Teresa Amott
Photo by Kent Kriegshauser

Last fall, the College convened in an environment that was almost wholly reimagined and transformed. Students returned to a campus where learning took place largely on screens, in tents, and in large classrooms only partly occupied. Important events in the life of the College, like last spring’s Commencement and this year’s Homecoming, were cancelled or moved into the digital space. Faculty adapted their teaching styles to the new realities, and coaches worked with individual athletes on developing both their physical and life skills, as all intercollegiate competitions were cancelled. Safeguarding the health and safety of our community required expenditures on testing, technology, personal protective equipment, cleaning and sanitation, and air quality. And we had committed financially to helping students whose families are bearing the burden of layoffs and wage cuts.

We have always been an institution that looks outward as much as it looks inward; as a College we look to the future as much as we look to the past. We draw inspiration from the past and work with young people to prepare them for the future, and we are confident that through them the world will be a better place. Yet there is no disputing that the year 2020 was an extraordinarily challenging year for the world, the nation, institutions of higher education, and Knox College. We confronted a global pandemic, a racial reckoning, an economic recession, and political polarization of a degree only rarely seen in the postwar United States.

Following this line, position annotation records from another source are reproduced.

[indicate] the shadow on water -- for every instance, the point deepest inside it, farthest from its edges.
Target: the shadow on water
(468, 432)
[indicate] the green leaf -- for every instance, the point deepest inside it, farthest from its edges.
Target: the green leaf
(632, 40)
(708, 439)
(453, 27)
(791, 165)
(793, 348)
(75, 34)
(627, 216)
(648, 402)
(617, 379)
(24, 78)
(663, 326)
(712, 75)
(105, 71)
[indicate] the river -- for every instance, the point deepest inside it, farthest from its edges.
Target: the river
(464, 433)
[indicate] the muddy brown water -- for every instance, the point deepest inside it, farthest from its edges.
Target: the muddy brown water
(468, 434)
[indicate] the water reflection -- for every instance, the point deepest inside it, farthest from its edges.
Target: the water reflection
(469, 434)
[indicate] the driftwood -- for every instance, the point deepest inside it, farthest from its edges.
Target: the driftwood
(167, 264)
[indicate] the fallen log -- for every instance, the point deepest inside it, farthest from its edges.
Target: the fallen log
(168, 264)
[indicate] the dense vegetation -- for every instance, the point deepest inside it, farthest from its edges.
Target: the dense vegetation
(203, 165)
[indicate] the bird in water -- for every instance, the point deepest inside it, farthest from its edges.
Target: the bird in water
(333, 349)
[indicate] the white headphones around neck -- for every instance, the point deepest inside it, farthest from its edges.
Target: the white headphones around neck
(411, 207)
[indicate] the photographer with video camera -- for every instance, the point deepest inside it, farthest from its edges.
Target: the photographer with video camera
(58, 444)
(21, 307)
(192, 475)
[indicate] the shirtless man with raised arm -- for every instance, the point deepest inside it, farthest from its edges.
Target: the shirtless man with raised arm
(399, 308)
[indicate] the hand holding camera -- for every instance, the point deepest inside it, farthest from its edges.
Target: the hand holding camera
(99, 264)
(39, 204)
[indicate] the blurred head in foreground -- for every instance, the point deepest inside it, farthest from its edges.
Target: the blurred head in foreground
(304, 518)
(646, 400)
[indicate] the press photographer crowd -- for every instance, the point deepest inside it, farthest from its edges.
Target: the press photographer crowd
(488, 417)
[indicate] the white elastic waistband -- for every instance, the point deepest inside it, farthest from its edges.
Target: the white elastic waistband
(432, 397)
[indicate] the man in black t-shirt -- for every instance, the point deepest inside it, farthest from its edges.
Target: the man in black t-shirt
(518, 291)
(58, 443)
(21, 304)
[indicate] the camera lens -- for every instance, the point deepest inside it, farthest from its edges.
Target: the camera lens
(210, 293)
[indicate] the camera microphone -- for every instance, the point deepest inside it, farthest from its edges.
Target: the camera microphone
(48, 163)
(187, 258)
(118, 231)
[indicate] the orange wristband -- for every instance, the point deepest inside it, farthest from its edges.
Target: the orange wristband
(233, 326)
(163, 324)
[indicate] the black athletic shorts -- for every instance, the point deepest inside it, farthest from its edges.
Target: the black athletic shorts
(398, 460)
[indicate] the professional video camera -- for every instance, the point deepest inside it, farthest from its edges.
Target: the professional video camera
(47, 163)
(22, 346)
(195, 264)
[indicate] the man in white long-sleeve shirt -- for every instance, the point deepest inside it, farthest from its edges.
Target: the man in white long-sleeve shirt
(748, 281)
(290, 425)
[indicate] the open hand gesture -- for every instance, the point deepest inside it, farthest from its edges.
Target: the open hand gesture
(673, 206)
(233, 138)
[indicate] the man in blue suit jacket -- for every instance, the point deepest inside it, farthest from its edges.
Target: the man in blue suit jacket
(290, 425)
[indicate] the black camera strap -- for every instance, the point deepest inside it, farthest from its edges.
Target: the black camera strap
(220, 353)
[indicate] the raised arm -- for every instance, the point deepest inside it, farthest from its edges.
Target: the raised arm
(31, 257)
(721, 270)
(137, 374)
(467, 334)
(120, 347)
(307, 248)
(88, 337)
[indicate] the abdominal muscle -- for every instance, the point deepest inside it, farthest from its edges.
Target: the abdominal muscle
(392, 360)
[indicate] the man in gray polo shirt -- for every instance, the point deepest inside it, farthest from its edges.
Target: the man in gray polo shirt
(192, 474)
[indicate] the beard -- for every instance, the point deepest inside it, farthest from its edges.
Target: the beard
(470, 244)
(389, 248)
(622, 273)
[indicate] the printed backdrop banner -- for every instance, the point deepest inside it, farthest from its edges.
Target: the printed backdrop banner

As an institution of higher education, the role of the next generation in responding to these events profoundly shapes our work. At every Commencement since I arrived in the fall of 2011, I have choked back tears to share with our graduates my hope and faith in them, citing Carl Sandburg’s remarkable poem written for the 1937 renovation of Old Main: “What young people want and dream across the next hundred years will shape history more than any other motivation to be named.”

There are moments of discovery, of joy, of creativity, and of social solidarity even in the midst of social distancing.

Like so many Americans, we are tired, we are stressed, we are fearful of the future, we are mourning, we are angry. But I also hear from many people and have felt myself that through this process of re-envisioning our work there are moments of discovery, of joy, of creativity, and of social solidarity even in the midst of social distancing.  We are also discovering that some of the changes we have made to adapt to the pandemic will endure and could actually advance Knox’s position in a competitive higher ed landscape. Our small size, our deep institutional history of resilience, our culture of caring for one another—all these are advantages.

The challenges to Knox’s financial sustainability are significant. Since last March, we, like other colleges and universities, have made reductions in force as with fewer students—especially international students—the College must continue to downsize.

A few moments ago, a trustee sent me a text with the word “Courage.” I share the same message with you now. We need courage to meet the moment and to make change, to give up privileges, practices, advantages, old ways of doing things. Courage.